Today, the Times reported the results of a recent Kaiser Foundation survey that revealed more about post-Katrina mental health concerns.

The survey of 1,294 New Orleans adults, conducted from March 5 to April 28, offers troubling signs regarding attitudes in the city, noting that reported stress levels are rising, perceived job opportunities are limited and more people, especially young adults, are considering relocating.

Nine in 10 of the respondents lived in the city when Katrina hit. Among those individuals, 41 percent said their everyday lives are still somewhat to very disrupted by Katrina, and 53 percent said their general level of stress has worsened.

Post-Katrina mental health can become a legal issue in a policyholder claim as part of the damage cited by a plaintiff, typically as a claim for mental anguish.

Mental Anguish is the mental suffering like fear, anxiety, depression, grief etc. faced by a person during an event, period, action or situation. A person can claim damages for mental anguish if it was logically connected to the incident.

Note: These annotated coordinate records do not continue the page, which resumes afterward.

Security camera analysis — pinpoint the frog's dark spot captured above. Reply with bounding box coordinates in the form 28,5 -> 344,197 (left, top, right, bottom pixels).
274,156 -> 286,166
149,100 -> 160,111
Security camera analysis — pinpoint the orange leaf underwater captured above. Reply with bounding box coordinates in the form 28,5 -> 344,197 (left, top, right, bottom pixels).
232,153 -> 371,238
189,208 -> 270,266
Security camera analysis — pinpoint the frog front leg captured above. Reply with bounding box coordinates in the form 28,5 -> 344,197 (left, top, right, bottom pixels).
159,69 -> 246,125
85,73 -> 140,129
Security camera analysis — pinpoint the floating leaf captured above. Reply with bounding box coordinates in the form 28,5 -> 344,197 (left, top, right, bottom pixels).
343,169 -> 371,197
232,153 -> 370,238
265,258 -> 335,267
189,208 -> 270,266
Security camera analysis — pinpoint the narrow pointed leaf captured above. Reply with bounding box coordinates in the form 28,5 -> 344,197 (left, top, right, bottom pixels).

In cases involving Katrina policyholder claims, it is not the anguish caused by the hurricane a court would recognize as damage – the insurance company didn’t cause the storm. Instead, the proximate cause of the anguish would be the disputed claim such as the depression from insurance hassles quoted by the Times.

The rule of proximate cause also applies as an element in mental anguish. And it is accordingly held that a plaintiff in such action must not only show the mental anguish suffered by him was proximately caused by the defendant’s default but that such default was such that would bring suffering to a reasonable human being in the defendant’s situation.

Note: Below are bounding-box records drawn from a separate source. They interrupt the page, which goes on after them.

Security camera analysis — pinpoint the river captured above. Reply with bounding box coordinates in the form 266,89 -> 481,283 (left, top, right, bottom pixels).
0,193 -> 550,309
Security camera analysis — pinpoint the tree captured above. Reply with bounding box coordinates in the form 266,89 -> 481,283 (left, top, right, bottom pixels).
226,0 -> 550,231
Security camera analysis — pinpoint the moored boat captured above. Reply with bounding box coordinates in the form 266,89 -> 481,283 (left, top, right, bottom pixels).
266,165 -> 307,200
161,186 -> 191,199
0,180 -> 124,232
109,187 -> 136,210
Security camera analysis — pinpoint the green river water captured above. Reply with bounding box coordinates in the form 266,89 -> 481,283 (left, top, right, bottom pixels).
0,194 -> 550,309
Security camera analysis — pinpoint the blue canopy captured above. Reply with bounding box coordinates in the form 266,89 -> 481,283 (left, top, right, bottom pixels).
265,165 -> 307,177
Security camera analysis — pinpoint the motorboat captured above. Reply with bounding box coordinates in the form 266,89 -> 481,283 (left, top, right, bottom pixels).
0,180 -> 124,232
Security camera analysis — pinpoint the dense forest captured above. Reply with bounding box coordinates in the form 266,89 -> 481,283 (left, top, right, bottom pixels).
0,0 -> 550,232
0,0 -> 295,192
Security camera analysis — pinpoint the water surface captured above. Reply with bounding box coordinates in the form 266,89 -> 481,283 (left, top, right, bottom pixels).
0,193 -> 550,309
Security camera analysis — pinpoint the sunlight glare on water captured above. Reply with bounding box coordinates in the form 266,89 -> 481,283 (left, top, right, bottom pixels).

I can’t imagine a policyholder reaching the point of filing suit without some degree of depression. What concerns me more, however, are those who gave up – the learned helplessness of the settled but unsatisfied.

Learned helplessness theory is the view that clinical depression and related mental illness result from a perceived absence of control over the outcome of a situation.

Beck’s Cognitive Theory of Depression explains how the mental anguish of depression develops in those policyholders that are paid less than expected for the coverage they purchased – an explanation known as Beck’s Cognitive Triad.

Underlying these feelings is the belief that purchasing insurance is a protection when disaster strikes. Consequently, when the result of filing a claim is exposure and not protection, it is only normal to feel inadequate at some level – I must not have filled the form out correctly or I knew I should have explained it better .

However, if attempts to resolve what is initially perceived as a misunderstanding fail, it would be difficult not to feel a sense of defeat and personal failure. If no other source is available for what insurance was expected to provide, a loss of hope in the future – the belief it will never be better – is understandable.

Three years after Katrina, it’s the rebuilding that we don’t see that is contributing to what we can’t see – the mental health of those whose tomorrows are like their yesterdays. Hope – slabbed.